Whilst the evidence presented above indicates that much is known of APEC, there remains a lack of clarity over their definition. Thus, this study aimed to further our understanding of the presence/absence of virulence factors in APEC and to attempt find congruence between factors used to identify APEC. In addition to add further depth to these analyses we investigated the genetic diversity of APEC from across Europe using whole genome sequencing (WGS).



In order to genetically characterise APEC isolates from Europe a panel of 272 isolates from across Europe was assembled and fully characterised using existing PCR approaches, but in a newly devised multiplex format targeting R type [8, 20], phylogroup [9], and 14 virulence factors [18]. The PCR data was then used to generate a similarity tree and facilitate the selection of 95 isolates for further whole genome analysis using NGS. The resultant genome sequences were assembled and subjected to Single-Nucleotide Polymorphisms (SNPs) analysis using APEC O78 (NC_020163) that facilitated the generation of a whole genome comparison tree. An additional ring map, generated by matching the sequences of each sample, at a nucleotide level, to the reference sequence (BLAST) [21] was produced and the top 500 high variable genes were compared for the 95 strains in order to confirm the results obtained using SNPs analysis.

Strain selection and preparation for NGS analysis

Bacterial culture and DNA extraction

Samples were collected following ethical guidelines of the University of Surrey.
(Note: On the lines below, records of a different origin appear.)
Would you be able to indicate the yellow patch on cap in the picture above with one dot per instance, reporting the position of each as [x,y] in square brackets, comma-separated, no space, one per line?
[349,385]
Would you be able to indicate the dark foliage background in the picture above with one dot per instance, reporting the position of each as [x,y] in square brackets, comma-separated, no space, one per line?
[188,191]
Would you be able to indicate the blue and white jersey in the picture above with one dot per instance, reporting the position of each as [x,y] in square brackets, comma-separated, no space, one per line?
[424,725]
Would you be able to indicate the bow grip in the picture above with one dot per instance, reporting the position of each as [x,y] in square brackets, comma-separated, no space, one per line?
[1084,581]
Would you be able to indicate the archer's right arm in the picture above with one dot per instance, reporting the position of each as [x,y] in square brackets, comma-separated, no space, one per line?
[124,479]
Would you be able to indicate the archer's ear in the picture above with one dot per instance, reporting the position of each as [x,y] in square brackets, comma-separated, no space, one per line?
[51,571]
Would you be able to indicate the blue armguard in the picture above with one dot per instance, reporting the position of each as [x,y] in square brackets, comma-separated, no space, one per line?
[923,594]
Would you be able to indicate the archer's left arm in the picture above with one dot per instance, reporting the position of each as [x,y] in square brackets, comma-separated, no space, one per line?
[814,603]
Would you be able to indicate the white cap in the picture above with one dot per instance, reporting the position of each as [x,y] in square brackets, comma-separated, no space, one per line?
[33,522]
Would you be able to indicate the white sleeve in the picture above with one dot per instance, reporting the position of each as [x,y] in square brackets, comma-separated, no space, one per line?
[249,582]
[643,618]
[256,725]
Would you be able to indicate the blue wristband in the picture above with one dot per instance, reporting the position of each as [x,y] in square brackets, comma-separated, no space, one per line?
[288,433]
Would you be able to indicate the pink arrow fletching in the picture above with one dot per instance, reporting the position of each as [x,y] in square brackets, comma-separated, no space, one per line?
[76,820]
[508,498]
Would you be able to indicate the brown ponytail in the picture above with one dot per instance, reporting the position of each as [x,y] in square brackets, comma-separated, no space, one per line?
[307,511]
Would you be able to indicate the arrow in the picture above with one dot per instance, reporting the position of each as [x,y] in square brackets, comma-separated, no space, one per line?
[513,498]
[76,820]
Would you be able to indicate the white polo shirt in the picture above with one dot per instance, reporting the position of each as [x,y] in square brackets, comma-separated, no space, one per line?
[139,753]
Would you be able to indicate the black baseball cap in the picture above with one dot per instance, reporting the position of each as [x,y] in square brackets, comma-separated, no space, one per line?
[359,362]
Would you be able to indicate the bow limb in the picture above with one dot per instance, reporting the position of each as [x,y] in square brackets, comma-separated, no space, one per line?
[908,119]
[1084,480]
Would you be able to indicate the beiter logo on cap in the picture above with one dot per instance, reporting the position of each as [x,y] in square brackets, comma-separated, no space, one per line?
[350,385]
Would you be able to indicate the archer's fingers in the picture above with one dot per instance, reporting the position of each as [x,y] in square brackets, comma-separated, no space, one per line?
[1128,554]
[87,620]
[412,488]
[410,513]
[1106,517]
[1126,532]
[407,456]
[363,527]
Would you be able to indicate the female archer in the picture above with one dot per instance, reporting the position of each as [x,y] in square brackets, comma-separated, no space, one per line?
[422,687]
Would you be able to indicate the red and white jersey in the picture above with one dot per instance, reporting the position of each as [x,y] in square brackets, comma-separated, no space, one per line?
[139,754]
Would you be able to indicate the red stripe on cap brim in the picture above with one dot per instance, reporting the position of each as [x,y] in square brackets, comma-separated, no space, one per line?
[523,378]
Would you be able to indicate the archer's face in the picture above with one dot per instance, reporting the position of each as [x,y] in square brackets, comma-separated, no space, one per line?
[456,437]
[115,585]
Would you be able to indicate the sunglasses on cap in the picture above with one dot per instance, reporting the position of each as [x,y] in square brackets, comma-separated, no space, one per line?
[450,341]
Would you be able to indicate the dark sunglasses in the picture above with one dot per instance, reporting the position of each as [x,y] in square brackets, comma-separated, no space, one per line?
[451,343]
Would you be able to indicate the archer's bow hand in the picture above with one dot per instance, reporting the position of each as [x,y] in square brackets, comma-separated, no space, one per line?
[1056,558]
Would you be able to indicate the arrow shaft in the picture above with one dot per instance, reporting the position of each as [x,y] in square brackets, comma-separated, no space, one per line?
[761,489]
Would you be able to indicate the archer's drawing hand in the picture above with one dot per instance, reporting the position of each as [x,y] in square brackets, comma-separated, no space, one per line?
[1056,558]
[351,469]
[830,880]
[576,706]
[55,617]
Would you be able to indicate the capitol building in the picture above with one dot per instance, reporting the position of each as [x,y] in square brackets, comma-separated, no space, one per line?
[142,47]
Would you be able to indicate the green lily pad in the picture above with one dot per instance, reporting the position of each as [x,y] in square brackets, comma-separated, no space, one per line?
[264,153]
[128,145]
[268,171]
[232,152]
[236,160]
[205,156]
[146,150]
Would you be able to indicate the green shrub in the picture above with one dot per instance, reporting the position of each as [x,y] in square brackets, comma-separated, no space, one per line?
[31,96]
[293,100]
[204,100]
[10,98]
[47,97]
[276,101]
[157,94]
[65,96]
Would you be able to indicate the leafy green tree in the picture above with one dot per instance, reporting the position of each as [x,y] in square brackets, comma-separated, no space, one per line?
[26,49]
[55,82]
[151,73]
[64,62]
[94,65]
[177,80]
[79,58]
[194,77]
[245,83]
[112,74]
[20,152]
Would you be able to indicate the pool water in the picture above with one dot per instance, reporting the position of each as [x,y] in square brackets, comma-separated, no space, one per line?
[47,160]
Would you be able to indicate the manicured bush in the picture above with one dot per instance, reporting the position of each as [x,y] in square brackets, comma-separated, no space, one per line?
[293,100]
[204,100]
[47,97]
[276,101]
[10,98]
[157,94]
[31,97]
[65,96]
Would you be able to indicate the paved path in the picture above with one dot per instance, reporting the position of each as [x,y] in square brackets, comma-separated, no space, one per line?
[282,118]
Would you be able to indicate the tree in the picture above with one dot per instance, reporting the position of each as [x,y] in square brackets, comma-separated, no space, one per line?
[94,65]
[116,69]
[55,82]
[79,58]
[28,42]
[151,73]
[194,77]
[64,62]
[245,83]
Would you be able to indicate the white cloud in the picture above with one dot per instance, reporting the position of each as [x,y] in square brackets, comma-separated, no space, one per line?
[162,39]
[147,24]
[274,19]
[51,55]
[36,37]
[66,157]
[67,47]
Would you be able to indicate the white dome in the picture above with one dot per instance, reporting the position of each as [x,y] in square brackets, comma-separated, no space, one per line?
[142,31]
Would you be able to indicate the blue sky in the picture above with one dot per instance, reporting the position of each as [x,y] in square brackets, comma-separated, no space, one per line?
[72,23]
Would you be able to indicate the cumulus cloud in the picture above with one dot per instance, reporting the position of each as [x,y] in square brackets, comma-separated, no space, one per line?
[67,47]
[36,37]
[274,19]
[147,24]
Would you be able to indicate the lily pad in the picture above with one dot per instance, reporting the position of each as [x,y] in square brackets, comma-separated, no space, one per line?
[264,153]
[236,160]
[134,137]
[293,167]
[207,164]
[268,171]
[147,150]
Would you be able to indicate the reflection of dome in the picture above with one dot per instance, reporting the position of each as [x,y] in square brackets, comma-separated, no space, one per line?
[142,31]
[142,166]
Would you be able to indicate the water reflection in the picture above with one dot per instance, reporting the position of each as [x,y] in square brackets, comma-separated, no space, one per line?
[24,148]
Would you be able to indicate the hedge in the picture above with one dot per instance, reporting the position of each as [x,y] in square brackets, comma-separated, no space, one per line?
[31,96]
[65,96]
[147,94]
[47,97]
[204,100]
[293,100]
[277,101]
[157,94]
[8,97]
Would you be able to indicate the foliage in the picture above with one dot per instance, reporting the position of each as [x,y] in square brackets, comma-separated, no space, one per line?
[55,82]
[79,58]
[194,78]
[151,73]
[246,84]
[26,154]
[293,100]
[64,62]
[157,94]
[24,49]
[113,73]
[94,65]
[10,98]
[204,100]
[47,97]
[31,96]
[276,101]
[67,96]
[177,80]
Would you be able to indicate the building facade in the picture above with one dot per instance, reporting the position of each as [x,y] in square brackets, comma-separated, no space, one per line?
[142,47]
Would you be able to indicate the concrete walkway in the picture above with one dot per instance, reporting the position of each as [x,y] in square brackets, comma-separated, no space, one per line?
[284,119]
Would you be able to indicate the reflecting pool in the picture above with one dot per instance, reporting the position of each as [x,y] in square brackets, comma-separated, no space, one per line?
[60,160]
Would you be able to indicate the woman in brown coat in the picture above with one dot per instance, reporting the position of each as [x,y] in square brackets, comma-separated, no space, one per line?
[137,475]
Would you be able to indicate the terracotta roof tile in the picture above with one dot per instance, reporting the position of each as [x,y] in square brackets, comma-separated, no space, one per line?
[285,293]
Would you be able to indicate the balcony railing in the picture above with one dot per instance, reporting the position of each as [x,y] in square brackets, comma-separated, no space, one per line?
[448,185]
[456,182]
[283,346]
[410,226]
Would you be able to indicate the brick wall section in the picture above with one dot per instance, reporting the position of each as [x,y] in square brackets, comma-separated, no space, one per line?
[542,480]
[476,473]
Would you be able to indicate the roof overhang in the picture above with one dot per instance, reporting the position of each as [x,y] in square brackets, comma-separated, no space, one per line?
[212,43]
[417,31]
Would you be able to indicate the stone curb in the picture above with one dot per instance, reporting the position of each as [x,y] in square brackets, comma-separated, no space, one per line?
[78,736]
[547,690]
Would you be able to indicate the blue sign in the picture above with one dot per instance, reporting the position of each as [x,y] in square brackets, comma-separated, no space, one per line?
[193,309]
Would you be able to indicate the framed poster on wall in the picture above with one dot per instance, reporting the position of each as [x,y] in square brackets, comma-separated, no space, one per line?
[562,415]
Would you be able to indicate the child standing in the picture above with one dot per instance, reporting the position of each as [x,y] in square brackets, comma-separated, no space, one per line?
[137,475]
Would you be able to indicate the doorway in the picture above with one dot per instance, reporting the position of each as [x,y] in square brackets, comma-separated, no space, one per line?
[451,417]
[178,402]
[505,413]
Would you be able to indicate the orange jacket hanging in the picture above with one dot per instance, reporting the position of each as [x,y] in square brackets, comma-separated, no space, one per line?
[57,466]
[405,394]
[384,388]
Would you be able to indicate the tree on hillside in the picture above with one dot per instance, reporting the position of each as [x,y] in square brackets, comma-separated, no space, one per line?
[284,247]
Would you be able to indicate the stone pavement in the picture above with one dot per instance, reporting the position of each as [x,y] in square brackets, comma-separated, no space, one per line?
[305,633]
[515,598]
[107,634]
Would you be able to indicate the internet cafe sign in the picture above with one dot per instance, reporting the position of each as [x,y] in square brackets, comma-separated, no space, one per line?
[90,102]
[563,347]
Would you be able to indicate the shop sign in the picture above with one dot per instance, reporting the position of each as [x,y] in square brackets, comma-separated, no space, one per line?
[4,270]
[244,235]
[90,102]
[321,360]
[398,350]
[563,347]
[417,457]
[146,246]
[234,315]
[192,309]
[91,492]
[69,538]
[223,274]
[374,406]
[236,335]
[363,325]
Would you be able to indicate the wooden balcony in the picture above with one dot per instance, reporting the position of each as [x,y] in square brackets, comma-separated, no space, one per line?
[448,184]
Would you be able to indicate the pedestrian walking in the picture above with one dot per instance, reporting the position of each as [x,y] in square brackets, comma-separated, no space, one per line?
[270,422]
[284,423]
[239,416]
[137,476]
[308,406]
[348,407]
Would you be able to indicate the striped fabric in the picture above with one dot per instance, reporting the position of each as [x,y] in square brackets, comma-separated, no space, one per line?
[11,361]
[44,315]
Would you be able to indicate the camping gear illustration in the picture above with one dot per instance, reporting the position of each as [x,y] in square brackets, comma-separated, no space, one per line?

Veterinarians that collected the samples also completed an accompanying submission form providing clinical data and laboratory results.

A total of 272 E. coli isolates from clinical samples collected from confirmed colisepticaemia cases (by post-mortem examination) were gathered from the UK (173), Germany (69) and Italy (30). Pure cultures submitted to the University of Surrey were streaked onto a suitable medium (typically Nutrient Agar or LB agar) and cultured for 16 h at 37 °C, aerobically. Following incubation a single colony was transferred into a 15 ml sterile Bijoux tube containing NB or LB broth and cultured again for 16 h at 37 °C with gentle agitation (225 rpm). Following incubation a 1 ml aliquot of the culture was transferred into a sterile tube and used for the DNA extraction. DNA was extracted and purified using ArchivePure DNA Cell/Tissue and Tissue Kits (5′Prime) according to manufacturer instruction and then quantified and stored at −20 °C. All APEC stock cultures were stored in HIB + glycerol at −80 °C.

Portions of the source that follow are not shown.